Auf den Schwemminseln - auch Kaupen genannt - wurden Gehöfte errichtet, der Wald gerodet und in fruchtbare Wiesen und Ackerflächen umgewandelt. Die Wenden, in der Niederlausitz schon seit dem 6. Jahrhundert ansässig, verloren 963 ihre politische Freiheit. Abgeschieden im Innern des Spreewaldes konnten Sie ihre Kultur bewahren und pflegen. Um die Fließe auch in Trockenzeiten befahren zu können, wurden zahlreiche Wehre und Schleusen errichtet. Einige Dörfer konnten nur auf dem Wasserwege erreicht werden und der flache Kahn war bzw. ist mancherorts noch das einzige Transportmittel.

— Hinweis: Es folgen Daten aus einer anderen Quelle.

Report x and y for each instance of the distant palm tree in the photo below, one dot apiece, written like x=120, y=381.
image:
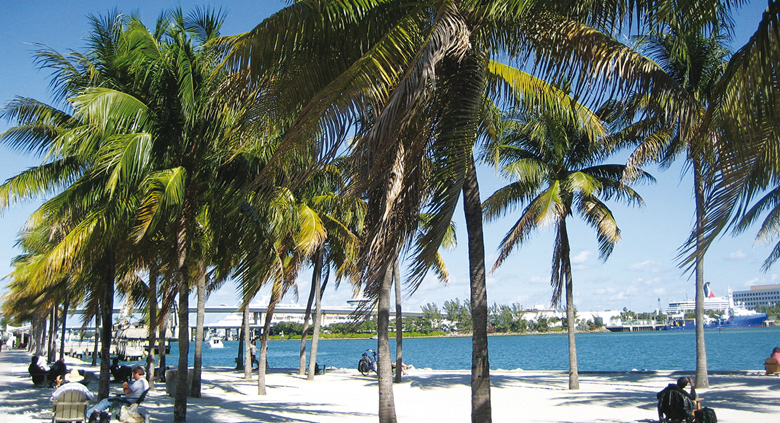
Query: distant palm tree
x=415, y=86
x=556, y=171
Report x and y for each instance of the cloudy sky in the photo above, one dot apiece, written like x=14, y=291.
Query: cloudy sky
x=642, y=269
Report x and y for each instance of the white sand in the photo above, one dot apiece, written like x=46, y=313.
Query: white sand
x=425, y=396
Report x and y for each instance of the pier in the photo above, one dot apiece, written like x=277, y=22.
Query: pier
x=635, y=326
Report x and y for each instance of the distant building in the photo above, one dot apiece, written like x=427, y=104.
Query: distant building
x=764, y=295
x=711, y=302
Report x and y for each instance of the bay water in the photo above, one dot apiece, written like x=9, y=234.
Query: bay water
x=728, y=349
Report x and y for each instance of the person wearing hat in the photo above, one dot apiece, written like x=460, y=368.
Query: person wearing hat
x=776, y=354
x=71, y=384
x=132, y=391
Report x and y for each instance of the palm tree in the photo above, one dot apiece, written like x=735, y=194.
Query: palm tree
x=694, y=62
x=416, y=87
x=555, y=170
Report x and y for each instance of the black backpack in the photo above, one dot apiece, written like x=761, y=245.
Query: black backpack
x=675, y=404
x=705, y=415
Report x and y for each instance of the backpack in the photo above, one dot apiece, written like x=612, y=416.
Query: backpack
x=130, y=414
x=705, y=415
x=675, y=404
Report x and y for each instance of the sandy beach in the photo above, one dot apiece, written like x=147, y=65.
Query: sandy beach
x=343, y=395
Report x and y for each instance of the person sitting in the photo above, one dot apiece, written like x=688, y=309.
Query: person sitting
x=119, y=372
x=676, y=405
x=39, y=375
x=776, y=354
x=58, y=369
x=71, y=384
x=772, y=364
x=253, y=353
x=404, y=365
x=133, y=392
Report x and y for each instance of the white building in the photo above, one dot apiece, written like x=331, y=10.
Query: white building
x=710, y=303
x=765, y=295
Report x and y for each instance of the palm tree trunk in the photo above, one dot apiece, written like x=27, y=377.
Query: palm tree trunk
x=51, y=353
x=702, y=378
x=163, y=341
x=263, y=350
x=64, y=328
x=571, y=326
x=97, y=336
x=182, y=379
x=152, y=327
x=386, y=399
x=316, y=279
x=197, y=365
x=182, y=277
x=106, y=311
x=305, y=331
x=399, y=335
x=246, y=339
x=480, y=367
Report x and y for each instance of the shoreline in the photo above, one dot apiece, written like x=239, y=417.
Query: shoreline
x=424, y=396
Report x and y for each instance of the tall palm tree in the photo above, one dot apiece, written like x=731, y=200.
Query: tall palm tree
x=417, y=81
x=556, y=171
x=740, y=119
x=693, y=61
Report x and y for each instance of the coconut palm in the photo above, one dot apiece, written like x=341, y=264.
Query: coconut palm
x=694, y=63
x=415, y=85
x=556, y=171
x=742, y=120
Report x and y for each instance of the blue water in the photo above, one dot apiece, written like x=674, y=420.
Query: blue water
x=730, y=349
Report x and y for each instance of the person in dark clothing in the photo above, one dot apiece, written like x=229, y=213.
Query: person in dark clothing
x=675, y=403
x=39, y=374
x=58, y=369
x=121, y=373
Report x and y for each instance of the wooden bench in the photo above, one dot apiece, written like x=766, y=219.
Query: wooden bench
x=772, y=367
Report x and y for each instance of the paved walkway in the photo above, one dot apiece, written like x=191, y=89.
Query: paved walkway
x=426, y=395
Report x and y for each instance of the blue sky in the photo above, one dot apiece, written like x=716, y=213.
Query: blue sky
x=641, y=270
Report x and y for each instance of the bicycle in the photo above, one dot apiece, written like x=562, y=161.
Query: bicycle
x=368, y=363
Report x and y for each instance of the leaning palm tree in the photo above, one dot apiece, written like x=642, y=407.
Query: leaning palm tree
x=415, y=87
x=556, y=171
x=693, y=61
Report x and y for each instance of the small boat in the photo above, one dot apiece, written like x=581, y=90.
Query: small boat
x=216, y=343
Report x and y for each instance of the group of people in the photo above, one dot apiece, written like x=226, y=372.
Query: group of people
x=40, y=372
x=100, y=411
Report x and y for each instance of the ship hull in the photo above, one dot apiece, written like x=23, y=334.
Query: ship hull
x=752, y=321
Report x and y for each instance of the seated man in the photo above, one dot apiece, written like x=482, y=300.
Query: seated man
x=120, y=373
x=132, y=392
x=676, y=405
x=40, y=376
x=58, y=369
x=71, y=384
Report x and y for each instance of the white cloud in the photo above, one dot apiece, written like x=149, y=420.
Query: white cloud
x=581, y=257
x=646, y=266
x=738, y=255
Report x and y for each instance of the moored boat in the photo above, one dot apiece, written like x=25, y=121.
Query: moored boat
x=737, y=316
x=216, y=343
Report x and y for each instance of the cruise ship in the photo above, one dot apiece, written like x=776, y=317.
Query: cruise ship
x=736, y=315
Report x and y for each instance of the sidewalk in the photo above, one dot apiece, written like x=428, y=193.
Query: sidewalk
x=429, y=396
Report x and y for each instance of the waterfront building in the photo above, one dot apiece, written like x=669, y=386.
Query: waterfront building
x=711, y=302
x=764, y=295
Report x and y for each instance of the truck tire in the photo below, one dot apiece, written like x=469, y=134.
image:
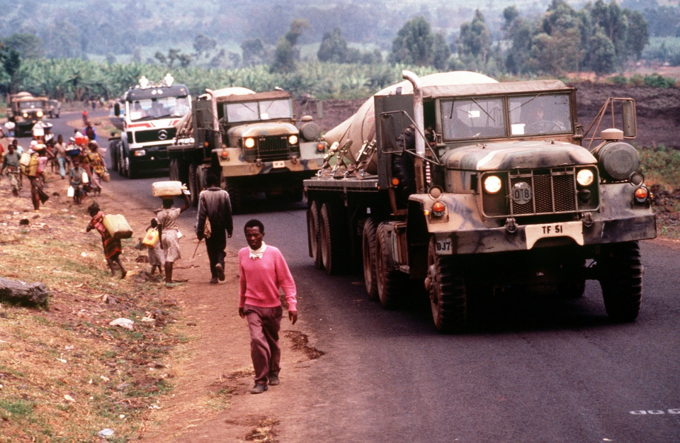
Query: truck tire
x=369, y=246
x=234, y=196
x=193, y=185
x=446, y=287
x=113, y=147
x=173, y=171
x=121, y=160
x=130, y=169
x=313, y=233
x=620, y=274
x=390, y=282
x=333, y=243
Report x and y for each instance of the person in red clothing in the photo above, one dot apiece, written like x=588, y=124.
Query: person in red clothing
x=262, y=271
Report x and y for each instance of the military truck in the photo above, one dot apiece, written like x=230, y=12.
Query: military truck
x=474, y=188
x=25, y=110
x=250, y=141
x=147, y=115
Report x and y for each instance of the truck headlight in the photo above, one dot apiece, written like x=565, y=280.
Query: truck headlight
x=584, y=177
x=492, y=184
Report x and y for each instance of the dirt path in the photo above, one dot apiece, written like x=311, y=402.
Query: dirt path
x=212, y=371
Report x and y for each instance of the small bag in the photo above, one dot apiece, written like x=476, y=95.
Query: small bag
x=117, y=226
x=151, y=238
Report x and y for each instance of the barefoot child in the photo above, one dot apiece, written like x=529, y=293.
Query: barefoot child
x=156, y=256
x=112, y=246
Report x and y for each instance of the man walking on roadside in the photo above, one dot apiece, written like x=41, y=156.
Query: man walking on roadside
x=215, y=224
x=262, y=271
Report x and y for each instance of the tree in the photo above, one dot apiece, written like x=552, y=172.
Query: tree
x=333, y=47
x=474, y=40
x=602, y=54
x=28, y=45
x=441, y=52
x=204, y=45
x=286, y=54
x=638, y=33
x=253, y=51
x=414, y=43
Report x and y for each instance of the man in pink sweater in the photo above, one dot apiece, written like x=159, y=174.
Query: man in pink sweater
x=262, y=271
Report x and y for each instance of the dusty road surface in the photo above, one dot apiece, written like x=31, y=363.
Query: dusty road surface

Die Wenden in der Niederlausitz

Um 500 wanderten die Wenden, westslawische Bauern und Fischer aus den jetzigen Gebieten um Weißrussland stammend, in die Niederlausitz ein. Unter Heinrich I. wurde 932 die Stammesfeste Liubusua erobert. Die einzelnen wendischen Stämme konnten der feindlichen Übermacht nicht standhalten und verloren in der Niederlausitz 963 entgültig ihre politische Freiheit.

Im allgemeinen Sprachgebrauch werden die Wenden auch als Sorben bezeichnet, diese siedelten jedoch in der Oberlausitz. Obwohl die Wenden und die Sorben ihrer Herkunft nach aus dem slawischen Raum stammen, so gibt es doch kulturelle, sprachliche und religiöse Unterschiede.
Zu DDR-Zeiten und auch in der jüngsten Vergangenheit wird das wendische Brauchtum und die Sprache gepflegt. So trifft man in der Niederlausitz auf zweisprachige Ortsschilder.
Die traditionelle wendische Tracht (sogen. Spreewaldtracht), wie sie bei Volksfesten und anderen Gelegenheiten getragen wird, ist eine Festtagstracht, die wahrscheinlich aus einer Arbeitstracht hervorging, wie sie jedoch kaum noch getragen wird.

      

Im Spreewald wurde und wird das Brauchtum und die alten Traditionen vielerorts von jung und alt gepflegt.